Los funerales de Iván Ilich en ningún caso son motivo suficiente para alterar el orden del día, es decir, nada conseguirá impedir que esta misma tarde oigamos cómo cruje el envoltorio de un mazo de cartas al abrirse, mientras un criado dispone cuatro velas nuevas; en general, no hay motivo para suponer que este incidente se vaya a interponer en nuestro propósito de pasar la velada de un modo agradable”

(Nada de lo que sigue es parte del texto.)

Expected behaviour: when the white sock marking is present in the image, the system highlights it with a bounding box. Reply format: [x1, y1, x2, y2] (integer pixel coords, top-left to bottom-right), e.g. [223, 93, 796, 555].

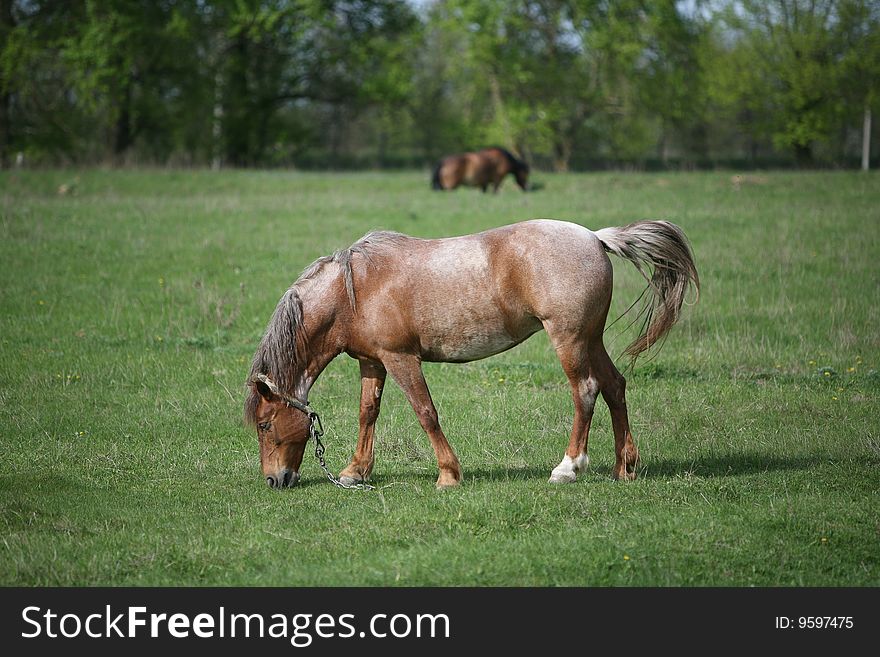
[549, 452, 589, 483]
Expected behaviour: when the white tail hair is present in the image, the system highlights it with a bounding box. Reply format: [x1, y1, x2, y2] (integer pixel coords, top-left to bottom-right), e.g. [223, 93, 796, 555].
[594, 221, 700, 359]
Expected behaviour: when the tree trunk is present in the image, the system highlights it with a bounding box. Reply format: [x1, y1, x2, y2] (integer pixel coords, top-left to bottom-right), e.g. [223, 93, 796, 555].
[862, 106, 872, 172]
[255, 101, 272, 165]
[418, 87, 442, 164]
[421, 128, 434, 167]
[690, 123, 709, 163]
[658, 120, 668, 165]
[377, 127, 388, 169]
[0, 0, 15, 169]
[0, 84, 10, 170]
[794, 142, 813, 167]
[113, 78, 133, 163]
[224, 35, 250, 166]
[489, 73, 513, 147]
[329, 105, 343, 167]
[553, 135, 571, 172]
[212, 69, 223, 170]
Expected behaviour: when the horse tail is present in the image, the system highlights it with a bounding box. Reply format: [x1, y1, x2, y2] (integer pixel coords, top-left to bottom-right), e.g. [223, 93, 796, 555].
[431, 161, 444, 190]
[594, 221, 699, 359]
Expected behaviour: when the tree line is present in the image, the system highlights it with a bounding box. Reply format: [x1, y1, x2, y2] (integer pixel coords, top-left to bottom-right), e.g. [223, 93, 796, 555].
[1, 0, 878, 170]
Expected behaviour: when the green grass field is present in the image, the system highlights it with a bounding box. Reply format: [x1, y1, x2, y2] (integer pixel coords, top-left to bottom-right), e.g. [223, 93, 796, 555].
[1, 169, 878, 586]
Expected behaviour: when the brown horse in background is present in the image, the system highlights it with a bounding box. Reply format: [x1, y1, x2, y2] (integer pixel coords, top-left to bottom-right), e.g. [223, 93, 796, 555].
[432, 147, 530, 192]
[245, 220, 699, 490]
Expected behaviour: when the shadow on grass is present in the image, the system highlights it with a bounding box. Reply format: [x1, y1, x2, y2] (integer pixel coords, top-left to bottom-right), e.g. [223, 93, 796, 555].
[3, 453, 845, 498]
[463, 466, 553, 482]
[465, 453, 826, 483]
[360, 466, 552, 487]
[374, 452, 839, 486]
[639, 453, 833, 478]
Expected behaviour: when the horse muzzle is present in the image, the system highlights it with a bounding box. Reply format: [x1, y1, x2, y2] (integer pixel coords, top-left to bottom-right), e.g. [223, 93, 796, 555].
[266, 469, 300, 489]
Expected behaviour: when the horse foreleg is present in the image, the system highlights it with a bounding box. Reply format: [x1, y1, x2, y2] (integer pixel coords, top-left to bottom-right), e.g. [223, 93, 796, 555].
[339, 360, 386, 486]
[593, 344, 639, 480]
[382, 354, 462, 488]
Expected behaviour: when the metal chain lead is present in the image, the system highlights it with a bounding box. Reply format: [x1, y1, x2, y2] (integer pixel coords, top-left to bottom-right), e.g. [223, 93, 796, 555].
[309, 412, 375, 491]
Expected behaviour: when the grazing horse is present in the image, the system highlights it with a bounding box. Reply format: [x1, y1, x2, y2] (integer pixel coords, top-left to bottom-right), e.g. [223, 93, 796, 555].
[245, 220, 699, 489]
[432, 147, 530, 193]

Híjole, ese Tolstoi de verdad que era estricto con sus personajes. El Iván Ilich recuerda un poco a Ebenezer Scrooge, al que vemos o releemos siempre en Navidad. Ese pobre tacaño que se queda solo en Nochebuena, enfrentando los fantasmas de su pasado, presente y futuro. Por lo menos el personaje de Dickens tiene una nueva oportunidad de rescatar su vida. Ivan Ilich no tanto.
Y aquí entramos nosotros, los Godínez concentrados en las gomichelas de los jueves, en repetir los mismos chistes y en quedarnos tarde en la oficina porque no queremos ir a ver “malas caras”, poner pañales o acercar andaderas. ¿Tendremos nosotros otra oportunidad?
Muchas gracias a Gaby Pérez Islas que, como buena tanatóloga me recomendó el libro de La muerte de Iván Ilich.
“De la vida familiar solo exigía las satisfacciones que podía ofrecerle —una mesa puesta, un ama de casa, un lecho—… Si se topaba con resistencias y malas caras, se refugiaba inmediatamente en el mundo del trabajo, que había protegido y preservado de los demás”.